Impact of Vegetable Protein on Calcium and Bone Metabolism
Karl Insogna, M.D., Professor of Internal Medicine (Endocrinology).
Women are four times more likely than men to suffer from osteoporosis, a condition in which bones become fragile and can break due to loss of mineral and protein content, particularly calcium. Osteoporosis is especially common in older women, and half of all women over the age of 50 with osteoporosis will have a fracture due to the porous bones that characterize this condition. Dr. Insogna is uncovering the role of protein in our diets and the long-term effects on skeletal health. Implications of this work include revised dietary guidelines on protein and calcium intake for bone health.
Highlighted Study Findings
Diet is a crucial source of necessary protein intake, and appropriate diet may reduce the need for supplements and medications to prevent osteoporosis.
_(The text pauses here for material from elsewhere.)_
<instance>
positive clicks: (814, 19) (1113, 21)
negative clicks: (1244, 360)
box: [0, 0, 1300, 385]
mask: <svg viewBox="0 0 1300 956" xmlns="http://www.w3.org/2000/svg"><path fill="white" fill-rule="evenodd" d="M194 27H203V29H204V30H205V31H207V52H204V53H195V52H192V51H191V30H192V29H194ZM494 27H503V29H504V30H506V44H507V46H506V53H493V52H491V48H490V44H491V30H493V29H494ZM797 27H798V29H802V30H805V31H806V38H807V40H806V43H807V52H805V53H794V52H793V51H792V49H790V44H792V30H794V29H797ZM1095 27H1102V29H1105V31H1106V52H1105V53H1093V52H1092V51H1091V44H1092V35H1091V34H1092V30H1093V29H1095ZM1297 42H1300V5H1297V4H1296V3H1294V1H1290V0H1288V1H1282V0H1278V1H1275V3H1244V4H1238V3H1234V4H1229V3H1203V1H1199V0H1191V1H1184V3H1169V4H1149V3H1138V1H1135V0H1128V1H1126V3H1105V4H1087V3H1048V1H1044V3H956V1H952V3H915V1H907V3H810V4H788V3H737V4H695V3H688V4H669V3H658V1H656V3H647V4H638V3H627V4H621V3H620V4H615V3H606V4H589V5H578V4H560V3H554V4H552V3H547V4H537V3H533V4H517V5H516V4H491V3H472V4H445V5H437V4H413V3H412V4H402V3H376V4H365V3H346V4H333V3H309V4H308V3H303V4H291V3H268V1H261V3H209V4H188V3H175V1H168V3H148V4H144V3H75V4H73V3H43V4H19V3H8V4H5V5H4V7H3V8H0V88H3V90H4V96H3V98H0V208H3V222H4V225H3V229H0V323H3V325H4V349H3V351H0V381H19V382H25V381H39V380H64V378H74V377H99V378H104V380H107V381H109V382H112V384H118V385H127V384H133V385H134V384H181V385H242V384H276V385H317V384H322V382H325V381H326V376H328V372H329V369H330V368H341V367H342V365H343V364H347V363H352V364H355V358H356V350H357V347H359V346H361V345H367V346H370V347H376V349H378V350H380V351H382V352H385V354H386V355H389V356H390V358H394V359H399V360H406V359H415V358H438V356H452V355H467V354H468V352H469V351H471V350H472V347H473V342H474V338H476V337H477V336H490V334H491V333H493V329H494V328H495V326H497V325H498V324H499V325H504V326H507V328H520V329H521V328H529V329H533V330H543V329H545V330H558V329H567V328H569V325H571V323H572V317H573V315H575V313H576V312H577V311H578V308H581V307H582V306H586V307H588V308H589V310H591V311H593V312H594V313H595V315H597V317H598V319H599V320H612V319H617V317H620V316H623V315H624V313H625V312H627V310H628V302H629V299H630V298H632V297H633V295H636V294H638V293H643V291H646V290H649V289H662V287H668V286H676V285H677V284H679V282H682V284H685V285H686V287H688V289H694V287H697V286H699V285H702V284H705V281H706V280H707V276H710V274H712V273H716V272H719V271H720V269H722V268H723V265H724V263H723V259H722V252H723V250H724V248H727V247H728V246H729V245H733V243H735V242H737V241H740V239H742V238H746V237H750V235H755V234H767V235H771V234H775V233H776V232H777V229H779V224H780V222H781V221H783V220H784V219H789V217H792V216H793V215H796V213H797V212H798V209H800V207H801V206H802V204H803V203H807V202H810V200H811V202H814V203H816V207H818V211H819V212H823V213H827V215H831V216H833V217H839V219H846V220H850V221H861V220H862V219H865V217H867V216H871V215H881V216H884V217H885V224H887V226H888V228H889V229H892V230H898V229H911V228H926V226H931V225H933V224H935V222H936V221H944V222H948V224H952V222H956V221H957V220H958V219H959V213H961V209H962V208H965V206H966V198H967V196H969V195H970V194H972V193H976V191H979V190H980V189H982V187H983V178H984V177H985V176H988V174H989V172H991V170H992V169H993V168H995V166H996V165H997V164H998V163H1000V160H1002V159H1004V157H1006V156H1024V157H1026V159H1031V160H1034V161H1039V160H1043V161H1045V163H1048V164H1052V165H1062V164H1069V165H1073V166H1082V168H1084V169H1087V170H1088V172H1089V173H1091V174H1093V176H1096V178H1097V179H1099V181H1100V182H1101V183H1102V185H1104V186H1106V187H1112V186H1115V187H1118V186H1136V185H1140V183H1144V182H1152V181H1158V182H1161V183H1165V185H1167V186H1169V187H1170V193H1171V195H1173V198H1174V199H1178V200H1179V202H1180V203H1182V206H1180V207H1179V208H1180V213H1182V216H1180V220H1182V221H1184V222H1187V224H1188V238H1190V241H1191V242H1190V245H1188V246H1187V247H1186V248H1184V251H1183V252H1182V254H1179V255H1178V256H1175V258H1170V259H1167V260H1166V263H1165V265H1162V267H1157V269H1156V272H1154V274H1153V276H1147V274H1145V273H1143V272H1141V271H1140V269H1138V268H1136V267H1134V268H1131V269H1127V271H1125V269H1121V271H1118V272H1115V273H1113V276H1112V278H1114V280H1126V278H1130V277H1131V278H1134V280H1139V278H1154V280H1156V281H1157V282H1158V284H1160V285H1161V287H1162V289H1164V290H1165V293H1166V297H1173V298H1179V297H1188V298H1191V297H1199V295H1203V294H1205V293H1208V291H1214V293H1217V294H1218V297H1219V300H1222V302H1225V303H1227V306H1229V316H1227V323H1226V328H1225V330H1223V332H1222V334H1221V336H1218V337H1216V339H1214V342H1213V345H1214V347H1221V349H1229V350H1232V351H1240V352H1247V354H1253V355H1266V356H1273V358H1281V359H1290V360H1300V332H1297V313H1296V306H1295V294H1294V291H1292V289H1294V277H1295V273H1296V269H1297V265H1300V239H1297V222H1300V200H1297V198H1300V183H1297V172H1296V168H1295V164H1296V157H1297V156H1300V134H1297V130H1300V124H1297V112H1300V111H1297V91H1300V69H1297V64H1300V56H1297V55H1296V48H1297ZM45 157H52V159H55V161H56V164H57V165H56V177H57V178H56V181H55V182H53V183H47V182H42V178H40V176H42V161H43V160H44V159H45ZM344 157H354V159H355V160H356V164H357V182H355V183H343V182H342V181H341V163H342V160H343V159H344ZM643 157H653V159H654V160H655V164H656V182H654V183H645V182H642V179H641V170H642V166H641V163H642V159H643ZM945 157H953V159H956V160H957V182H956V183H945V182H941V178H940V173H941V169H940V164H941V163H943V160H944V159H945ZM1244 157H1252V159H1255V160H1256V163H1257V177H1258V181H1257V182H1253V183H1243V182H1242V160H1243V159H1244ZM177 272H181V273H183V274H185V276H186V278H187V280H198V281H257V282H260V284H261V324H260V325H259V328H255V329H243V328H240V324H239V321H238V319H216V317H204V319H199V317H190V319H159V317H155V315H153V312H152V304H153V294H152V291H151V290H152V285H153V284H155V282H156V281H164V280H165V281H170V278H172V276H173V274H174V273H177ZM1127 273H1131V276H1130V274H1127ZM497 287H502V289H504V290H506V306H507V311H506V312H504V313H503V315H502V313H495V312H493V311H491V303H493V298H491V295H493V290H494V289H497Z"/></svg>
One source of protein that has gained popularity is soy. In fact, many young women have adopted soy protein (vegan) diets and 25% of postmenopausal women consume less than the recommended daily requirement of protein. In this study, Dr. Insogna’s laboratory showed that diets based exclusively on soy (vegetable) protein, rather than animal protein, may actually reduce calcium absorption. The basis for this is being studied further, but this finding raises the question of how to use soy and whether animal protein is required to maintain bone health. These results indicated that the type of protein in our diets has important long-term consequences for skeletal health, and suggests that a diet without (or low in) animal protein may not provide the necessary nutrients to maintain healthy bone.